Copyright & Use Restrictions
© 2026 Stan Gritsienko. This site and its content are the intellectual property of the instructor and are provided solely for the academic use of CDU students enrolled in VU23222. Use, copying, distribution, or testing of this site is permitted only by enrolled CDU students and staff for course activities. Any other use is prohibited without express written permission.
Rules & Legal / Ethical Notice
- This environment is provided for authorised teaching and assessment only. Do not attempt to apply any techniques learned here on systems you do not own or have explicit permission to test.
- Use fake emails and passwords for registration. Do not use real or personal credentials anywhere in this lab.
- All activities must be performed in accordance with CDU policies and your course code of conduct. Misuse may result in disciplinary action.

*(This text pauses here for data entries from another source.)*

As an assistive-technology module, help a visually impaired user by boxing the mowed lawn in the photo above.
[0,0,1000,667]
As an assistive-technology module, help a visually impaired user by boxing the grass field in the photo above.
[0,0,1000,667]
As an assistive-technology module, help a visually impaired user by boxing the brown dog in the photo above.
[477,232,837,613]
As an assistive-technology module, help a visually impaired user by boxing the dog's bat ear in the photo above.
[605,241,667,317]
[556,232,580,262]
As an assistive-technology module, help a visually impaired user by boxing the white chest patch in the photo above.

Exercise Overview (what to do)
The exercise focuses on two common web security issues: (1) trusting client-side data for authorization and (2) Insecure Direct Object References (IDOR). The required deliverable is a screenshot showing your account (or the admin view) as described in the assessment instructions.
High-level steps
- Register on this site using a fake email and password (follow the registration form).
- Observe the login flow using an interception/proxy tool configured in your browser (this lab uses Kali + an intercepting proxy as the teaching platform). Examine the HTTP request sent by the browser: note the request method, the parameter names that carry credentials, and any cookies the server sets.
- Investigate how the server uses client-side values for authorization. In this lab you will see that a client-side cookie (an authorization flag) can be changed to alter the server’s response.
- Experiment (within the lab only): using the interception proxy you may modify client-side values to observe server behaviour. The assessment expects you to demonstrate that changing the authorization flag exposes the admin view that lists registered users.
- IDOR investigation. There is additionally an IDOR weakness in the site: by adjusting a numeric identifier in a URL or parameter you can access other users’ records. Explore this only against this lab instance and within the assessment scope.
- Evidence. Capture the required screenshot(s) as stated in the assessment brief - for example, a screenshot of the admin panel showing your user record - and submit them according to the assessment instructions.
Learning objectives
- Understand why authorisation must be enforced server-side and never rely on client-controlled values.
- Recognise common weaknesses such as trusting authorization cookies and IDORs.
- Practice safe, legal testing using an isolated lab environment and proper evidence capture.
Support & Contact
If you encounter problems with the lab environment (site errors, database reset required, or missing accounts), contact the instructor: stan.gritsienko@vdu.edu.au. Do not attempt to fix server-side issues by probing beyond the lab scope - report them so the instructor can reset the environment.
By using this lab you confirm you will respect the allowed use and legal/ethical restrictions set out above.